"sanki sadece ben farklıymışım gibi bir tedirginlik ve korkuya kapılıyorum. çevremdekilere neredeyse hiç konuşamıyorum. neyi nasıl söylemeliyim, bilemiyorum."
- osamu dazai
9.01.2022
merhaba,
öncelikle bu mektubu aldığın zaman çok şaşıracağını biliyorum. ilk başta eğer birinden bir mektup bekliyorsan o biri olmadığım için özür dilerim. beklemiyorsan da –günümüzün yirmi birinci yüzyılında gayet normal- şaşırttım ya da korktuğum için kusura bakma.
aslında bu mektubu çok ciddiye almak zorunda değilsin sanırım yırtıp atarsın. ama yırtmadan önce okumanı istiyorum. benim için utanç verici bir deneyim bile olsa lütfen oku. çünkü birinin artık çığlıklarımı duymasını istiyorum. birinin bana el uzatmasını beklemiyorum birinin beni duymasını istiyorum. çünkü sesimi ulaştıramıyorum. bana sırtı dönük olan kişileri kendime döndüremiyorum. sesim çıkmıyor dudaklarım arasından. fısıltılarım insanlara ulaşmıyor ya da insanlar fısıltılarımdan kaçıyor. bilemiyorum. sadece son kez bağırmak istiyorum. en azından sesimin birine ulaştığı gerçeği içimde bir şeyleri hafifleteceğine inanıyorum. belki de kocaman bir yalana inanıyorum gene de denemek istiyorum.

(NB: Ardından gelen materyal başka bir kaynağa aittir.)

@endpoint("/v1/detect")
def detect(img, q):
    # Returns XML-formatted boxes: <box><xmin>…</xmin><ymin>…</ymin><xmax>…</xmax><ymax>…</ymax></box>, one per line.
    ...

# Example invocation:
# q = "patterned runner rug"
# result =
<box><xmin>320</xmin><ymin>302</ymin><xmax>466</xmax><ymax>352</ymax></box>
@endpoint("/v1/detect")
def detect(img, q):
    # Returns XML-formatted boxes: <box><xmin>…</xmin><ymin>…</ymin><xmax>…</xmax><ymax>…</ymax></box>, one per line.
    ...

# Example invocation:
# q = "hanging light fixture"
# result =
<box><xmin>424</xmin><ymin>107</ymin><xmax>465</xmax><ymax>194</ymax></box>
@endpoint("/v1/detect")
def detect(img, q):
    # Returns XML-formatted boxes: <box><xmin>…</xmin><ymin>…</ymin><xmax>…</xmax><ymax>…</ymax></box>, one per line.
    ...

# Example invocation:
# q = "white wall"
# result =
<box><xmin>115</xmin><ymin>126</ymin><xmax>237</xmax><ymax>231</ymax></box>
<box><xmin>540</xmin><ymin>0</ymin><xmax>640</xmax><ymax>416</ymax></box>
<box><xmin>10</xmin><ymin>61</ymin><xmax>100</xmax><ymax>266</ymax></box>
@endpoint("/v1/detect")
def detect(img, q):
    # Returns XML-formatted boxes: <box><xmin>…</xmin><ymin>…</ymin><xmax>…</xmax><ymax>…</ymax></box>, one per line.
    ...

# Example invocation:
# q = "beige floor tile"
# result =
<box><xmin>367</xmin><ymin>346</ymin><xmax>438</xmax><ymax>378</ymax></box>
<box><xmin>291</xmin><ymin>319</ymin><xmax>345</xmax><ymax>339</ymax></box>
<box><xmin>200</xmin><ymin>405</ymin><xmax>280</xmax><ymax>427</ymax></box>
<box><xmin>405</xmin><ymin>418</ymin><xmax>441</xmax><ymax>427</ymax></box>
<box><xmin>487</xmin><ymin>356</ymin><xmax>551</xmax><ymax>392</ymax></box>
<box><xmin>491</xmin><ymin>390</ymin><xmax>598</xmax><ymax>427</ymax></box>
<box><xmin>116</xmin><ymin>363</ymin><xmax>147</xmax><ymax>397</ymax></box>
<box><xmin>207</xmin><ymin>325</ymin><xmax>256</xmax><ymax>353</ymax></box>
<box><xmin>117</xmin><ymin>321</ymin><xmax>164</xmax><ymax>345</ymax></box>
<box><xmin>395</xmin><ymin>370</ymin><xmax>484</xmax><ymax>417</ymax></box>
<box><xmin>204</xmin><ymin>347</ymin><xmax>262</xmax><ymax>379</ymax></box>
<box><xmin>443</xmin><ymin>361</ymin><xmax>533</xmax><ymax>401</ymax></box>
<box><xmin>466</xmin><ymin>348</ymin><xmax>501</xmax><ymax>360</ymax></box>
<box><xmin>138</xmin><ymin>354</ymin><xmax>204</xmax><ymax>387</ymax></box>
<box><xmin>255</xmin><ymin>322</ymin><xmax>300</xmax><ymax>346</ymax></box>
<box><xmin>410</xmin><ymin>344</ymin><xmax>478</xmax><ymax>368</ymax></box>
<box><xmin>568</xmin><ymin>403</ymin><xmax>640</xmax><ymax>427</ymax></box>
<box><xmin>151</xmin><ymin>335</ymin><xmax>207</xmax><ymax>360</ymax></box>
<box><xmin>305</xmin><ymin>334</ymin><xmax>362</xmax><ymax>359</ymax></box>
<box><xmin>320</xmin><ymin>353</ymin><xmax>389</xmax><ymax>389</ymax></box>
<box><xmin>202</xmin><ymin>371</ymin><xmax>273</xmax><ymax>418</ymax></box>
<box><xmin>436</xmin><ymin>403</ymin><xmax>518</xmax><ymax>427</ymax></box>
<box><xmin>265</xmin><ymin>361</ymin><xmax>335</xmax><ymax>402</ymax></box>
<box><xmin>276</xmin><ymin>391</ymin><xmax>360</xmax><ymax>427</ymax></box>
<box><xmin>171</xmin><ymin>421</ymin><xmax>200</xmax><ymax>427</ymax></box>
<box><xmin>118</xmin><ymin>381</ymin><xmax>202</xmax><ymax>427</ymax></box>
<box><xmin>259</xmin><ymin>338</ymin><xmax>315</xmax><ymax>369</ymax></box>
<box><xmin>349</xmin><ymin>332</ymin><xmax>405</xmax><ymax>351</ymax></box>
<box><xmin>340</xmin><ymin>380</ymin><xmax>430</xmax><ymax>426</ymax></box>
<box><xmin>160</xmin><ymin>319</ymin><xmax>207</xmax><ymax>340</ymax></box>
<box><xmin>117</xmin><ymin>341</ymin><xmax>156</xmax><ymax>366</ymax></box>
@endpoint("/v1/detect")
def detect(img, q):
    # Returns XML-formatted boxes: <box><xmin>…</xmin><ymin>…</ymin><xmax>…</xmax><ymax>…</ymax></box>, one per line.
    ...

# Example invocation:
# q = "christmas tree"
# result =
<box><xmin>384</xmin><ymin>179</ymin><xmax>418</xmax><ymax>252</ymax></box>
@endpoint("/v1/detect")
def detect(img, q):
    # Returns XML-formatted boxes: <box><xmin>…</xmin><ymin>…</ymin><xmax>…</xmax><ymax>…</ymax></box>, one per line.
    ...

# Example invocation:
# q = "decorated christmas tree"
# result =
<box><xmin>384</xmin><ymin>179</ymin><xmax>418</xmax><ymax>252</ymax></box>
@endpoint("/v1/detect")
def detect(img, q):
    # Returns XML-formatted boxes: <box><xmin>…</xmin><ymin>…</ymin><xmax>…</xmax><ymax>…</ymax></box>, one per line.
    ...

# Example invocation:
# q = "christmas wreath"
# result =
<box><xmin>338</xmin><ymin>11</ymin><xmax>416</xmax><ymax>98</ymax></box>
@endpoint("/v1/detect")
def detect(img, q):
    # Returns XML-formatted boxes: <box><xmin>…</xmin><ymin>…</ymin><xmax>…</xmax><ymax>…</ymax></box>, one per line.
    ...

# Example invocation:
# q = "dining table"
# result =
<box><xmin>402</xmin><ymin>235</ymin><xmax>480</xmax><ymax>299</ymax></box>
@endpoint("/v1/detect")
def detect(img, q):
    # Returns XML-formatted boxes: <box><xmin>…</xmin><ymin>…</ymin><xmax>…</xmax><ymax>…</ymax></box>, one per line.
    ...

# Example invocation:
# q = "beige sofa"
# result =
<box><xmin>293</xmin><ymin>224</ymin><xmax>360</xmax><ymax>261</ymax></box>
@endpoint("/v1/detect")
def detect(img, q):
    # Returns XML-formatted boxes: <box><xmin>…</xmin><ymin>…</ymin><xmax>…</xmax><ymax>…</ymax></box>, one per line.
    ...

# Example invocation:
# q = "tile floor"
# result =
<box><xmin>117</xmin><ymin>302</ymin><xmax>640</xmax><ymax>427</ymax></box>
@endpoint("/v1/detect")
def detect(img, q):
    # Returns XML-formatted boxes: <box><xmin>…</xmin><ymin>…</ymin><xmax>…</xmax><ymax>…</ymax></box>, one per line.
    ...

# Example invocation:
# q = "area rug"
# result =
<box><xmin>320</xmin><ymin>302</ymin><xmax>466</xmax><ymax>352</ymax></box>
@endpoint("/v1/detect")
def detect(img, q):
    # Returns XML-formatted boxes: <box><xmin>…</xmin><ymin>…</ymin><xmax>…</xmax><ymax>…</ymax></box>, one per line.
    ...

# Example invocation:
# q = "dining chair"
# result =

yazdıklarım sana küçük gelebilir. her ne kadar sanki benim duygularımı anlayacakmışsın gibi hissetsem ve garip şekilde tanımadığım birine kanım ısınsa bile insanlardan her şeyi beklerim. tamamen yanlış bir izlenime de kapılmış olabilirim. çok fazla olasılıklar üzerine konuşuyorum değil mi? sanırım benim asıl sorunum bu.
belki de anlatacaklarım gerçekten küçüktür. ben önümdeki çakıl taşlarını dağ olarak görüyor olabilirim. bu son yıllarda peşimi bırakmayan bir tür lanet gibi ama küçük olsa bile beni üzdüğü gerçeğini değiştirmiyor, değil mi?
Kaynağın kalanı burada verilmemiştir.